C. Michael Patton is the primary contributor to the Parchment and Pen/Credo Blog. He has been in ministry for nearly twenty years as a pastor, author, speaker, and blogger. Find him on Patreon Th.M. Dallas Theological Seminary (2001), president of Credo House Ministries and Credo Courses, author of Now that I'm a Christian (Crossway, 2014) Increase My Faith (Credo House, 2011), and The Theology Program (Reclaiming the Mind Ministries, 2001-2006), host of Theology Unplugged, and primary blogger here at Parchment and Pen. But, most importantly, husband to a beautiful wife and father to four awesome children. Michael is available for speaking engagements. Join his Patreon and support his ministry

    5 replies to "Was the Resurrection a Result of Mass Hallucinations? (Alternate Resurrection Theory #3)"

    • Braden

      I am confused with point # 2. He says “it doesn’t explain why the Apostles didn’t check Jesus’ tomb to see if his body was still there”. But John chapter 20 mentions Simon Peter and John going to the tomb and checking it. So shouldn’t it read, “it doesn’t explain why they DID check the tomb and still believe.”

      Does the hallucination theory suggest that the apostles saw hallucinations of Jesus and did not go and check the tomb, along with the Jews and Romans. If so, what Michael wrote would make perfect sense.


    • Michael

      Why must we wrestle with mass hallucination theories when we don’t actually possess a mass of witnesses? What resurrection event do we know about that even has more than one witness? Forget Mark and Luke, they weren’t there. Paul had an event by himself, so that doesn’t rate in the mass hallucination problem.
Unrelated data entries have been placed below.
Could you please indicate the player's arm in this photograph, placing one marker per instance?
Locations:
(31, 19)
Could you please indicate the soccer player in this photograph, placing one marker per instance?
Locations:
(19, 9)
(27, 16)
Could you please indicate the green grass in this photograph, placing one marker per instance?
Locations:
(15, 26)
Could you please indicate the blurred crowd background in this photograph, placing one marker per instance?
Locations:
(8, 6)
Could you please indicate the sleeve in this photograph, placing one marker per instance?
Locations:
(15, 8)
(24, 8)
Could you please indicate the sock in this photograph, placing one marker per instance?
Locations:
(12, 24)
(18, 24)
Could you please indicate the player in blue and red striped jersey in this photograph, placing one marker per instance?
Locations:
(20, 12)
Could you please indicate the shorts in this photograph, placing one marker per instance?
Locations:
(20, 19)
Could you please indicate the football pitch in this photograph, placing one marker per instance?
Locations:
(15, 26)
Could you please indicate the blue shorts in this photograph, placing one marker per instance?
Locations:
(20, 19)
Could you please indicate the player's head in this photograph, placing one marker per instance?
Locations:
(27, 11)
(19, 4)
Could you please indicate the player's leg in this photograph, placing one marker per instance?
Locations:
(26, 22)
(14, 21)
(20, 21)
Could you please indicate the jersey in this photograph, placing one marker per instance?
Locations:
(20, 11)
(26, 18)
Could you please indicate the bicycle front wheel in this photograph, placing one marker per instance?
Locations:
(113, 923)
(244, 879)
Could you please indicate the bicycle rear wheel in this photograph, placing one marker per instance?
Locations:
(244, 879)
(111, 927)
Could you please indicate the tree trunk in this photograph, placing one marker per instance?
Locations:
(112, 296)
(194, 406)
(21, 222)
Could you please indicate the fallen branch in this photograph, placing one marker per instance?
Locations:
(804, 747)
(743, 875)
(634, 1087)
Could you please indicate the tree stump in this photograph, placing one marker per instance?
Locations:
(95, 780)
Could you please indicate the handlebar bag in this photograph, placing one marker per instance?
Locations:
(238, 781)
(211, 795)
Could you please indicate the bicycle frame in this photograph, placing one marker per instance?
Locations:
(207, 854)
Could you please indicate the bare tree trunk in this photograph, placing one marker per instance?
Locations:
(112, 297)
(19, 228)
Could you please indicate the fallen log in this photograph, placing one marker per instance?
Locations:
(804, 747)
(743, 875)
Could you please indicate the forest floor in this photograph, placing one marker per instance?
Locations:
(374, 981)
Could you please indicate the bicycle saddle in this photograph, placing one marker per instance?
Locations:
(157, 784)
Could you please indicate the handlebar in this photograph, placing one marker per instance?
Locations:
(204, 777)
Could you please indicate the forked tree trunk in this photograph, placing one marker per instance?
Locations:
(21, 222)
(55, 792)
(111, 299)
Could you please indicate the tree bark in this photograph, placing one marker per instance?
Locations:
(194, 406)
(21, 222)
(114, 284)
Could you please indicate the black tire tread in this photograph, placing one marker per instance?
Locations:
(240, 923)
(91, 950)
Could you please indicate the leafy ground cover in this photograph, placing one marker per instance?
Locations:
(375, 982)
John and Matthew, (if they even are the John and Matthew who were there, which is highly debated) don’t discuss the same events. So it seems to me all arm waving about mass hallucination is beside the point.

      • Travis

        @Michael, how do you define mass hallucination? I believe the author is referring to at least these two …
        1. the doubting Thomas event
        2. 1 Cor 15
        Based on those two alone, I think his argument stands.

    • Dale Matson

      None of the disciples of Jesus were predisposed to believe that He would rise from the dead or that once He was dead, would rise again.Even though He told them ahead of time that He would be killed and would be raised from the dead, they did not understand/absorb it until they saw the empty tomb. The women went to the tomb with burial spices. Therefore, it can’t be said that His rising from the dead was a state of mind induced beforehand. They were surprised that He in fact rose from the dead.

    • gary

      A Resurrection is Possible. It’s just not Probable

      The Christian tale is not impossible, allowing for the supernatural, of course. It is just that it is very improbable. There are many natural explanations for why early Christians came to believe what they did.

      If you wake up and can’t find your keys, is your first thought that a goblin stole them? If your spouse is late coming home from work, is your first thought that a demon has abducted him or her? If a storm ravages a city, is your first thought that a god acted in a fit of rage?

      So if while you are visiting the local cemetery you happen upon an open grave, with the casket lid ajar, and the corpse missing, is your first thought that a zombie is somewhere loose nearby, eating a broiled fish sandwich with his former fishing buddies??

      It’s possible, friends, but its just not probable.

      Skeptics will never prove the Christian tale to be false, but we can very easily demonstrate its improbability.